Earlier this week, Showtime concluded The Comey Rule, a two-part miniseries adaptation of former FBI director James Comey’s book A Higher Loyalty. Both the book and the series depict the most controversial parts of Comey’s tenure: the tail-end of Obama’s presidency, and the first few months of Trump’s. Comey has become something of a Resistance hero since Trump removed him from his position, a symbol of the liberal fantasy that Trump would be removed from power by non-electoral means.
I have neither read Comey’s book nor watched the miniseries, nor do I plan to (only a mild curiosity about Brendan Gleeson’s performance as Trump inspires any interest in me). These attempted recreations of recent events tend to have a stilted quality, partially a product of catering to their intended audience (which I definitely am not). But my lack of interest in the show would never extend to a desire to see it banned. This assertion may seem apropos of nothing, but it is not — and here’s why.
Something else the Left has a fantasy about is the 2010 Supreme Court decision in Citizens Election v. Federal Election Commission. In the liberal imagination, this decision essentially allowed corporations to take control of our political system. In reality, the item directly at issue in the case, which led to the Court’s decision, was a movie whose release the then-operative campaign-finance laws had stymied. It’s true that Hillary: The Movie was an anti-Clinton effort spearheaded by Citizens United, but the regulations that held up its release before the 2008 primary remain bizarrely onerous. From the Court’s decision [some citations omitted]:
Before the Bipartisan Campaign Reform Act of 2002 (BCRA), federal law prohibited—and still does prohibit—corporations and unions from using general treasury funds to make direct contributions to candidates or independent expenditures that expressly advocate the election or defeat of a candidate, through any form of media, in connection with certain qualified federal elections. BCRA §203 amended §441b to prohibit any “electioneering communication” as well. An electioneering communication is defined as “any broadcast, cable, or satellite communication” that “refers to a clearly identified candidate for Federal office” and is made within 30 days of a primary or 60 days of a general election. §434(f)(3)(A). The Federal Election Commission’s (FEC) regulations further define an electioneering communication as a communication that is “publicly distributed.” 11 CFR §100.29(a)(2) (2009). “In the case of a candidate for nomination for President … publicly distributed means” that the communication “[c]an be received by 50,000 or more persons in a State where a primary election . . . is being held within 30 days.” §100.29(b)(3)(ii). Corporations and unions are barred from using their general treasury funds for express advocacy or electioneering communications.

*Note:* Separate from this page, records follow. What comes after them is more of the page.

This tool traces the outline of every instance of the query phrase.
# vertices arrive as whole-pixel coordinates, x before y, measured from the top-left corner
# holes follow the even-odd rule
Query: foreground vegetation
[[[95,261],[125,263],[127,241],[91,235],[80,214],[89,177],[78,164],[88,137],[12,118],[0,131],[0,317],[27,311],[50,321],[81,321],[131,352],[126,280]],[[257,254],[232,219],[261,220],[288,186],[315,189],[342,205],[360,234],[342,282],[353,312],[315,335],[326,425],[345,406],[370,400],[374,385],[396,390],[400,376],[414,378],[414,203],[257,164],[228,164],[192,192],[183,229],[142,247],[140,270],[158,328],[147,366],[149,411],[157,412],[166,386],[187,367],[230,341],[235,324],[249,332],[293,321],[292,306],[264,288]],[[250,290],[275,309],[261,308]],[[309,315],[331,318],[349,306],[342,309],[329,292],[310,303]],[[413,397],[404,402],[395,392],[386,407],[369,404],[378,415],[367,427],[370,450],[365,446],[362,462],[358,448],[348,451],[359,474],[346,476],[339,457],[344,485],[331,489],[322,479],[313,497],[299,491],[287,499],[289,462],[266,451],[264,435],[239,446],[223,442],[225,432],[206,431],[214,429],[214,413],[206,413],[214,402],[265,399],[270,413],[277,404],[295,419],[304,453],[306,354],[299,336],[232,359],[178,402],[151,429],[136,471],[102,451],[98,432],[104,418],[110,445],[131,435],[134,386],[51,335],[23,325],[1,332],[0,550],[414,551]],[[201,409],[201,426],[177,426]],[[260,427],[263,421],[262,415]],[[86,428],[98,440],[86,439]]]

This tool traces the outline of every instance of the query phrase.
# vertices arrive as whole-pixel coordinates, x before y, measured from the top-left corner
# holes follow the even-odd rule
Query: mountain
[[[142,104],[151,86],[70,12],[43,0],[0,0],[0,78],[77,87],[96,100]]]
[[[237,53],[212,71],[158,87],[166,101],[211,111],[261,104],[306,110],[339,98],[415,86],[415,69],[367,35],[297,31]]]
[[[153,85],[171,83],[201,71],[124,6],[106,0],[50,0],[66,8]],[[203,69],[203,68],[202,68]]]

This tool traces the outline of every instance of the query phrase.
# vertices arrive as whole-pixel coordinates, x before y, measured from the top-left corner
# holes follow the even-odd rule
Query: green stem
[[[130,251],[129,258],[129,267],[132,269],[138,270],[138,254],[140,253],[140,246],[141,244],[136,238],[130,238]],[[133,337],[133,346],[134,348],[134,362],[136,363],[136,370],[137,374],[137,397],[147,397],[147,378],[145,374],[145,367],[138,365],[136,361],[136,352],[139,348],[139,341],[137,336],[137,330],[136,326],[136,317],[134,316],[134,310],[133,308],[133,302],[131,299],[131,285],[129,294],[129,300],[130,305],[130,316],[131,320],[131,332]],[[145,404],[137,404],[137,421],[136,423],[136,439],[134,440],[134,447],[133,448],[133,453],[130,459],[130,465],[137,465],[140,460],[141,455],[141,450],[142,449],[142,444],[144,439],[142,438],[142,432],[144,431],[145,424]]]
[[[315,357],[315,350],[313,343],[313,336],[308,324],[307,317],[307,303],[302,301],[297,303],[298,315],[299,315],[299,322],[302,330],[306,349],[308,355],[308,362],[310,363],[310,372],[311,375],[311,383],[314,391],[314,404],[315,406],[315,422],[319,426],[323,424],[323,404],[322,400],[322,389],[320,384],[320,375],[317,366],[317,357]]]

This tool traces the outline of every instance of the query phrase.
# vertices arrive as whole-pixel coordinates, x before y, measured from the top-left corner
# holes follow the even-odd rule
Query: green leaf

Citizens United wanted to release Hillary: The Movie within 30 days of the 2008 Democratic primary; it was concerned that existing campaign-finance law prohibited this, the source of its original suit. As the opinion of the Court further noted, it had ample reason to believe so:
The law before us is an outright ban, backed by criminal sanctions. Section 441b makes it a felony for all corporations—including nonprofit advocacy corporations—either to expressly advocate the election or defeat of candidates or to broadcast electioneering communications within 30 days of a primary election and 60 days of a general election. Thus, the following acts would all be felonies under §441b: The Sierra Club runs an ad, within the crucial phase of 60 days before the general election, that exhorts the public to disapprove of a Congressman who favors logging in national forests; the National Rifle Association publishes a book urging the public to vote for the challenger because the incumbent U. S. Senator supports a handgun ban; and the American Civil Liberties Union creates a Web site telling the public to vote for a Presidential candidate in light of that candidate’s defense of free speech. These prohibitions are classic examples of censorship.
The Comey Rule‘s creators have surely sold their program as a honest, accurate depiction of the events Comey describes. And maybe it is. But if, in doing so, it created an unflattering depiction of President Trump, within 60 days (note the difference) of a general election contest for federal office, would this have fallen afoul of pre–Citizens United law? I am no lawyer, and I am also wary of excessive Supreme Court deference, but here again the Court is informative:
Modern day movies, television comedies, or skits on Youtube.com might portray public officials or public policies in unflattering ways. Yet if a covered transmission during the blackout period creates the background for candidate endorsement or opposition, a felony occurs solely because a corporation, other than an exempt media corporation, has made the “purchase, payment, distribution, loan, advance, deposit, or gift of money or anything of value” in order to engage in political speech. 2 U. S. C. §431(9)(A)(i). Speech would be suppressed in the realm where its necessity is most evident: in the public dialogue preceding a real election. Governments are often hostile to speech, but under our law and our tradition it seems stranger than fiction for our Government to make this political speech a crime. Yet this is the statute’s purpose and design.
Maybe Showtime would have counted as an “exempt media corporation,” and The Comey Rule would have encountered no issues. But the Citizens United decision points out the double standard this would create, allowing corporations with explicit media operations rights that those without them would not have.
At any rate, I am sure that those involved in making The Comey Rule are grateful not to have had to worry or really even think about government censorship. For many before the Citizens United decision, this was a serious concern. That is what the case was about.